Driving Question and Student Voice and Choice
These two foundations for PBL are closely related in terms of preparing students for college and careers. The driving question creates a feeling of challenge and interest in solving a real and authentic problem. It can be abstract: “How does who we are as teenagers affect who we become as adults?” It can be concrete: “How do we create an ideal outside classroom for our school?” Regardless, students create authentic products for an audience to answer the question, similar to a project in the real world. In addition, the question is open-ended and complex, and allows for student voice and choice in creating a product to answer the question. In college, although requirements are defined, there is often space for students to express their own viewpoint or method. As adults, we have complex and open-ended questions we answer in the career world every day. Students need to be given the opportunity to not “look for one answer” but solve complex, open-ended questions that allow for different ways of knowing in order to prepare for them for that post-secondary experience.
Revision and Reflection
PBL fosters a culture on ongoing feedback and revision. Students learn that it is OK to make mistakes and revise work. This is counter-paradigm. Some traditional teachers might demand a rough draft, but PBL creates multiple opportunities to revise and reflect on work before the actual due date. Like in the workplace, students critique each other, critique themselves, and receive critique from teachers and experts. It helps to prepare students to be independent in their critique and to continually seek feedback from peers and experts, a skill not taught explicitly at the college or career level, but nevertheless is needed and valued.
21st Century Skills
The Buck Institute for Education currently focuses on three major 21st century skills: collaboration, critical thinking, and communication. All are critical to being prepared for college or career. Whether it’s problem solving with teammates, being able to articulate work to a client, or analyzing a solution for effectiveness, all of these skills can be at practice in a PBL project. In fact, they can be taught and assessed. Instead of simply allowing students to experience these 21st century skills, PBL values them as part of the grade and demands teachers not only assess them, but teach them. They are just as important as the content that is being learned in the project.
“Now” Ready
One of the pitfalls to avoid with the idea of being career- and college-ready is just what the term can imply: “This will matter when you go to college.” “This will prepare you for college.” As Chris Lehmann in a recent TED talk espoused, “why can’t what students do matter now?” Why do we as educators default to the response that this material will help you later? For some kids, that idea of college and career is well out of their realm of possibility.
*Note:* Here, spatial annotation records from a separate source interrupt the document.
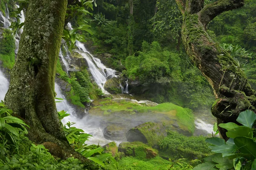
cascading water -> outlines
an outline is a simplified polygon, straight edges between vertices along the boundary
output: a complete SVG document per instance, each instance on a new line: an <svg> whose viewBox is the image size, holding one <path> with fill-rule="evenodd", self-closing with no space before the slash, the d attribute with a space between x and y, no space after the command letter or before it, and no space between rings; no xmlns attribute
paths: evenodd
<svg viewBox="0 0 256 170"><path fill-rule="evenodd" d="M126 79L125 80L125 84L126 84L126 87L125 87L125 93L127 94L129 94L129 91L128 90L128 86L129 85L128 84L128 79Z"/></svg>
<svg viewBox="0 0 256 170"><path fill-rule="evenodd" d="M65 71L66 71L67 73L67 72L68 71L68 70L69 69L69 66L68 65L68 64L66 61L66 60L65 60L65 59L64 58L64 57L63 56L63 54L62 54L62 51L61 51L61 49L60 50L60 53L59 54L59 56L60 56L61 57L61 61L62 61L62 62L63 63L63 64L64 64L64 65L65 66Z"/></svg>
<svg viewBox="0 0 256 170"><path fill-rule="evenodd" d="M90 138L89 141L86 142L87 144L99 143L101 145L103 146L113 141L113 140L107 140L104 138L103 130L99 127L99 123L97 119L90 117L88 115L85 115L81 119L78 119L75 116L76 115L75 109L68 104L65 96L62 94L60 87L56 83L55 91L57 93L57 97L63 99L61 100L62 102L56 103L57 110L60 111L64 110L67 111L67 113L70 115L62 119L62 122L63 125L65 125L68 122L76 122L74 126L82 129L86 133L92 135L93 136ZM118 144L121 142L121 141L116 142Z"/></svg>
<svg viewBox="0 0 256 170"><path fill-rule="evenodd" d="M67 26L70 30L73 29L70 23L67 24ZM107 68L101 62L99 59L94 57L81 42L76 40L76 45L79 49L77 52L86 60L89 69L97 85L104 94L109 94L109 93L104 89L104 84L107 81L107 77L108 76L116 76L116 71Z"/></svg>
<svg viewBox="0 0 256 170"><path fill-rule="evenodd" d="M10 17L9 17L9 11L8 8L6 8L5 11L6 16L5 17L3 14L0 10L0 20L3 23L3 28L8 28L11 26L11 22L9 20Z"/></svg>
<svg viewBox="0 0 256 170"><path fill-rule="evenodd" d="M9 87L9 82L0 70L0 102L3 100Z"/></svg>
The language of being career- and college-ready will not break through to them. However, when done well, PBL frames the content to be learned in a relevant and engaging current problem. With PBL, you can make students “now” ready. You can make the learning and project matter to them now, honoring them as critical to creating and innovating in the current world around them. Use PBL to not only make your students career- and college-ready, but also “now” ready. By making them “now” ready, you will make them college- and career-ready.